A leader then is first of all a servant, one who cares about others and helping to draw out the best from them. A leader believes in others, encourages them, and helps people come together to get something good done. The vision may come from the leader, or it might arise from those they serve, but they will cast that vision and clarify the goal such that it inspires others to action. For an effective leader, earning trust and being authentic are critical factors. Leadership = influence by serving.  It's inherrently relational.

Friends, if you influence others, if others look to you, if you want to bring out the best in others, you are a leader. The key questions (as they seem to me) are: What kind of leader are you going to be? Will you be a servant leader? How will you lead others to do great things? In what direction are you leading them? How effective are you? What do you need to do (or to be) to be more effective?

Why do we need leaders? I really like Mac Lake's comments on this at his blog today:
"Leaders make things happen.  Leaders change things.  Leaders question “what is” and dream of “what could be”.  Leaders learn from the past but lean toward the future.  Leaders are bent toward seeing possibilities and potential.  Leaders stir discontent, make people think and build teams that birth new realities.   Leaders are criticized but don’t give up.  Leaders push through obstacles, persist through discouragement and pay the price for the cause.  Leaders understand the journey is just as important as the destination.  Leaders take people where they’ve never been before."
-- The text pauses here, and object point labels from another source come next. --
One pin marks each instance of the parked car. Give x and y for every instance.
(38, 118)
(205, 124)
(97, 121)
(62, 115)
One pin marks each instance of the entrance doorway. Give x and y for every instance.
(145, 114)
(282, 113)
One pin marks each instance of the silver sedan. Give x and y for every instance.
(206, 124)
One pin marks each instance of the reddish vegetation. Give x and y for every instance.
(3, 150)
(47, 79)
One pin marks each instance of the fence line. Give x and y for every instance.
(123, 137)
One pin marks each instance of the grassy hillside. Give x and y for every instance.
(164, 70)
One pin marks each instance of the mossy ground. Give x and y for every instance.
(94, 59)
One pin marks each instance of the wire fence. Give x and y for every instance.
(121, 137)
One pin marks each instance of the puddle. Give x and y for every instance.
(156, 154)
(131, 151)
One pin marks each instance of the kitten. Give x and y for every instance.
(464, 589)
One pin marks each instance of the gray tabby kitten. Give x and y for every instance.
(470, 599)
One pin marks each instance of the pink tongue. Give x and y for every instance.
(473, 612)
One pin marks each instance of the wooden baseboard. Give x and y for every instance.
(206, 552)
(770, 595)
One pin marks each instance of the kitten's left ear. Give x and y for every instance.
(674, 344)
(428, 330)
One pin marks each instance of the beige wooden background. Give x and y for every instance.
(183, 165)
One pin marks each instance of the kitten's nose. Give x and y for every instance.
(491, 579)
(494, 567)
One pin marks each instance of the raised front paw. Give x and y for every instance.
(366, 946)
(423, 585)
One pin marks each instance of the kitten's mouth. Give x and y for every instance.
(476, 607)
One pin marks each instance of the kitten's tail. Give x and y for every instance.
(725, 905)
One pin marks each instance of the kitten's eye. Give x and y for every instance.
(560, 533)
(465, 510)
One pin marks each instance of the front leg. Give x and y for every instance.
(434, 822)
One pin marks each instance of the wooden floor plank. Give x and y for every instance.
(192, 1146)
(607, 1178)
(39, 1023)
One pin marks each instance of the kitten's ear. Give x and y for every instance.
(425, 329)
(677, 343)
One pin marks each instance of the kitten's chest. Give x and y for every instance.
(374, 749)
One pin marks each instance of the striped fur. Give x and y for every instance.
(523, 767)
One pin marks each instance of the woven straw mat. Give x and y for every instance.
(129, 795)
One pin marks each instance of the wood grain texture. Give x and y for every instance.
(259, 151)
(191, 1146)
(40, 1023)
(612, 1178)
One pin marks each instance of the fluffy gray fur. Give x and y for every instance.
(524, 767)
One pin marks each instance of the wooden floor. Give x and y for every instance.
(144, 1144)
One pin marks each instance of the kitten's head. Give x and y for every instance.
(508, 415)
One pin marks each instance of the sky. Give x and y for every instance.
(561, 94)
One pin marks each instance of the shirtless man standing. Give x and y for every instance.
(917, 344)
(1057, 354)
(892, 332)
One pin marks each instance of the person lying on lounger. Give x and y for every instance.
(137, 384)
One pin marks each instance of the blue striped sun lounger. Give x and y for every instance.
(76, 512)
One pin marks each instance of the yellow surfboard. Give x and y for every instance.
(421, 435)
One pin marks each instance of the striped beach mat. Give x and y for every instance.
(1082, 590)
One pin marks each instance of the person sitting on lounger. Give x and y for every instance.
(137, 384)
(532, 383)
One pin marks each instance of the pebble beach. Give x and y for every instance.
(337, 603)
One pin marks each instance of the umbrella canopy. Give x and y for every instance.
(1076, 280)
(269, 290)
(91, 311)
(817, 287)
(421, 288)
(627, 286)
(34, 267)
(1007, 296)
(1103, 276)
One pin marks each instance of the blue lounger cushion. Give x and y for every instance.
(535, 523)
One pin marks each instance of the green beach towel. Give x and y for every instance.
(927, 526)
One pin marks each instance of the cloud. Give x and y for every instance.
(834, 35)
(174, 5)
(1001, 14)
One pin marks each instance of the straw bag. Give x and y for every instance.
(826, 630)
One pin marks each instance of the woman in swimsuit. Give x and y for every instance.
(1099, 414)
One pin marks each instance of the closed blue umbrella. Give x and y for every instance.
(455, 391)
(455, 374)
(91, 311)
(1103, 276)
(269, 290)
So, does servant leadership sound like something that is worthwhile, or am I still missing something? If the former, I want to help people understand what it means to be a 'leader', not throw away the term; if the latter, I have much to learn. Or are objections to the term 'leader' due to rejection of authoritarian styles, or is it more than that - is it from a postmodern view that views any kind of hierarchy as inherrently dangerous?

2 comments:

Evan said...

Great post Larry!! I think that being a leader and a spiritual leader are very different for obvious reasons. I think, from what I have observed in the past, that some leaders lose sight of their purpose. When that happens, what you described as a leader quickly crumbles. What comes to your mind immediately when you think of a church leader? I think of someone who is knowledgeable and wise. To some people, that can be intimidating because they may feel inferior. But if I were to chew on that question more, I would definitely come up with something that resembles what you described in your post.
I think I remember hearing about a study done at a prison. They had guards, policemen, etc. to "play" prisoners and some to "play" the men and women in charge of the facility. Even though none of those people were criminals, the so-called leaders started to get on power trips and were treating their own friends like trash. Being a leader requires constant focus on the goal and an attitude that is close to parallel with what Jesus wants from us. We will fail daily, and being a leader may put you in the spotlight when mistakes are made, but in my post I was commenting on how people lose focus on that.
I am sure that being a leader is like riding a roller coaster, but someday I hope to be a great leader for Jesus!!!

Larry Baxter said...

Excellent points there! You're right in that the first 'image' to come to mind for spiritual leader is someone who is a holy saint, rather than simply as a person seeking to influence others in the spiritual realm (in the same way a community leader seeks to have a sphere of influence in a particular community).

Definitely true that leaders must constantly focus on the goal, not get puffed up, and parallel the attitude of Christ as servant. Leaders are also more likely to come under attack, whether external or internal. It's a great and holy ambition to seek to influence others towards/for Christ - go for it!!